Mobile messaging app Kik is giving users new controls to protect against unwanted anonymous advances, the company said today. The app will censor images from strangers to limit lewd content being shared by surprise, explained Heather Galt, Kik’s head of marketing and safety.
“If you haven’t talked to someone before, we’re treating new conversations differently,” Galt said. “It felt like the logical next step.”
The app will blur all photos in messages when users who never interacted before contact each other for the first time. Users can only share unblurred images after they have both approved each other.

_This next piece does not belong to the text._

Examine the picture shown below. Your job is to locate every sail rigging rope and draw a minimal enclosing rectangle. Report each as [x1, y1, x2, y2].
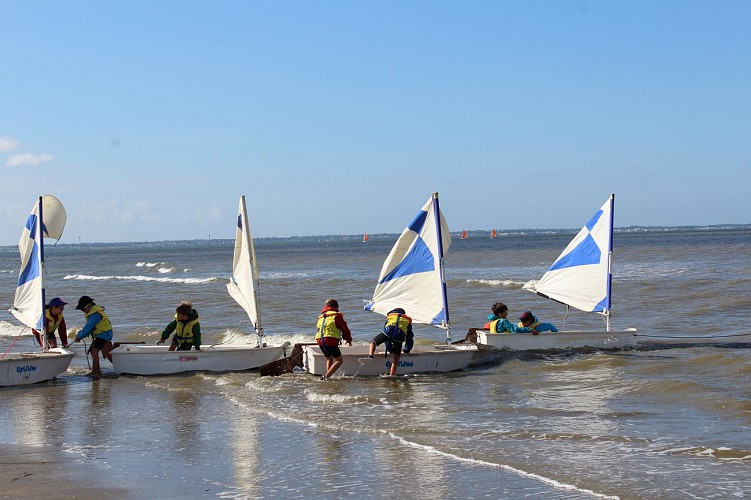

Kik, based in Ontario, Canada, is approaching 150 million registered users, many of them teenagers, Galt said. Young people—sometimes those too young for their own phones—use Kik mobile devices like iPods, because it doesn’t require a number to join.
Smartphone users like the app because it gives them a way to connect without handing over their numbers. Galt said that many users post their Kik contact info elsewhere online from Tumblr to Instagram so people they meet can message them.
“One of the biggest drivers for the app is that you should feel comfortable sharing your Kik username wherever you want,” Galt said. “That’s one of the benefits.”
However, revealing your Kik contact online means that strangers could send unsafe and explicit messages. Harassment and security concerns, always a part of the online community, have become heightened in the messaging space with the rise of apps like Snapchat, Line, Tango, WeChat and others.
Galt did not reveal how many daily users Kik has, but she said 50 percent of Kik’s daily users share photos. Kik also is combating spam on the platform, Galt said.
Brands have been waking up to mobile apps that introduce them to users. Today, Tango announced it would support brand channels for users to follow. Kik has opened its platform for brands and publishers to create mobile websites within the platform.